Déjà, sur le parking où ils tournaient depuis plus d’un quart d’heure à la recherche d’une place, des animaux de tous cuirs, de tous poils, des gras, des maigres, des entre deux, avec leur drap de bain, leur parasol, leur glacière ; des fesses drôles, des fesses mornes ; des seins fluets et des mamelles exubérantes ; des sexes rabougris, des pendeloques de nantis ; quelques gracilités émoustillantes. Beaucoup de viande.
- Oh, doux Jésus, une variété mutante de Flamands roses ! s’exclama Marie-Claude en désignant deux bibendums dont les coups de soleil illuminaient le paysage. Faudrait des tonnes de crevettes pour nuancer ainsi le plumage d’un Belge !… Mais, me trompé-je, mes biquets ? C’est la voiture de votre protecteur ou pas ?
C’était !
- Il est encore en train de se faire endaufer dans un coin, je parie... Allez ! tant pis pour la suite de notre visite, mes doux chéris : nous aurons l’élégance de ne pas perturber ses loisirs.
- Non, il en est réellement, tu es sûre ? s’effara Momo.
- Bof, personne n’est infaillible ! accorda distraitement Marie-Claude.
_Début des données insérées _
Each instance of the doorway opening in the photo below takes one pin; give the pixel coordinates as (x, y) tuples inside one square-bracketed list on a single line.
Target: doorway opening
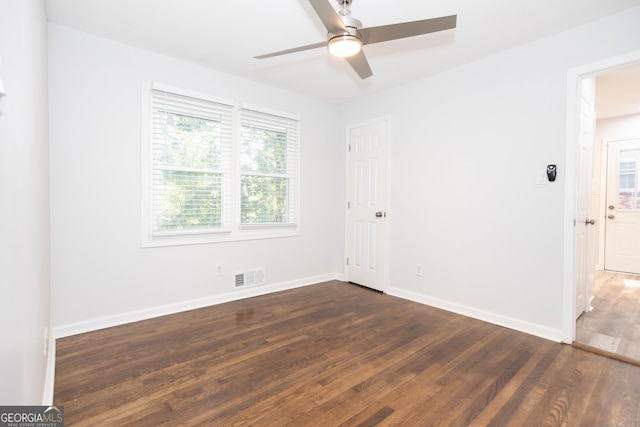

Il peut aussi être là en famille, en compagnie de sa bourgeoise.
- Tout de même, ce qu’on peut se tromper sur les gens ! releva Lu, avec un sourire pensif.
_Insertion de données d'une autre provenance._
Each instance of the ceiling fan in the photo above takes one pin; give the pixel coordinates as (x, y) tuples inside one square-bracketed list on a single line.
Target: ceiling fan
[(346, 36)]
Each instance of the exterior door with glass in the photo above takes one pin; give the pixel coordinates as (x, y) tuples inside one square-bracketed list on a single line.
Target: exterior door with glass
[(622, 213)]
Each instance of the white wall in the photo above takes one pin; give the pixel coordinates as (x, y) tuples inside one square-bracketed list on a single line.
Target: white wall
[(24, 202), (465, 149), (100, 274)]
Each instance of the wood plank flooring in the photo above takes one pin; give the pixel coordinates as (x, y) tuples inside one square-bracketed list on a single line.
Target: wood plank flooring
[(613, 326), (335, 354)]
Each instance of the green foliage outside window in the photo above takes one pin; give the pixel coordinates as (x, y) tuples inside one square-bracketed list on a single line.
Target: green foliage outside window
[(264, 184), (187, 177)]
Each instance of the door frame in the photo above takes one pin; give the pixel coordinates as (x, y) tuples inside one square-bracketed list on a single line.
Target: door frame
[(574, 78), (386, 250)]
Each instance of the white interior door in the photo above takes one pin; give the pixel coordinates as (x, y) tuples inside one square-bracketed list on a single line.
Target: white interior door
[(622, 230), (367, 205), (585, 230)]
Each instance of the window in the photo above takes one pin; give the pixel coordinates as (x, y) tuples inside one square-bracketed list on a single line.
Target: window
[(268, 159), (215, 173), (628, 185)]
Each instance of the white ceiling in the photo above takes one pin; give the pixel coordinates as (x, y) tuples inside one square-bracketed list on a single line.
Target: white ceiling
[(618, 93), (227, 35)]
- Je ne vous ai naturellement rien dit, mes chéris ! Bon, on aura quand même bien profité de la journée, pas vrai ? Si on rentrait doucettement ? On pourrait commencer à se pencher sur votre apprentissage. Je veux pouvoir être fière de vous, vous savez !
Oui, oui, naturellement ça aussi !... Ils n’y voyaient plus tout à coup le même caractère d’urgence ; Lu, surtout, ne s’était toujours pas exactement fait à l’idée de s’exhiber comme un phénomène de foire. Momo, lui, avait plutôt dans la tête qu’une gentille bourre, juste en bons camarades, conclurait sacrément mieux l’après-midi.
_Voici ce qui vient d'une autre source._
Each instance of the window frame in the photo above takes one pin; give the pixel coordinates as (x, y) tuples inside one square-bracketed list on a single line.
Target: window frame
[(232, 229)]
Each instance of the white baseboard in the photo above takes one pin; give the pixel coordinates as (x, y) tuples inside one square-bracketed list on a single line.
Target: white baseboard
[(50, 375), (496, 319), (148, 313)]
Il n’eut pas l’agrément de mener sa rêverie plus avant, encore moins d’en faire miroiter les avantages :
- Il faut que je vous remercie du fond du cœur, mes deux biquets : j’ai, grâce à votre tact, passé le plus merveilleux des dimanches. Elle en avait sa claque, à parler franc, de toute les têtes de nœud sur pattes qui ne voyaient en elle qu’une bécasse à embrocher ! Ça la gavait, que disait-elle ! ça lui trouait le cul qu’on n’en eût à quatre-vingt-dix-neuf pour cent qu’à ses fesses. Que ce soit clair ! elle en usait comme ça lui chantait, mais elle en accordait déjà assez dans le bizness. Bref, cela avait été un bonheur rare d’avoir été en compagnie de deux gentlemen old fashion !
Elle aurait pu, se désola Momo à part lui, se dispenser de son hommage ; au moins pour cet après-midi. Dans le registre cérémonieux, elle n’était pas à la hauteur de son attractivité sexuelle. Et merde ! c’était bien sa chance qu’elle le prît pour un foutu taré de gentleman.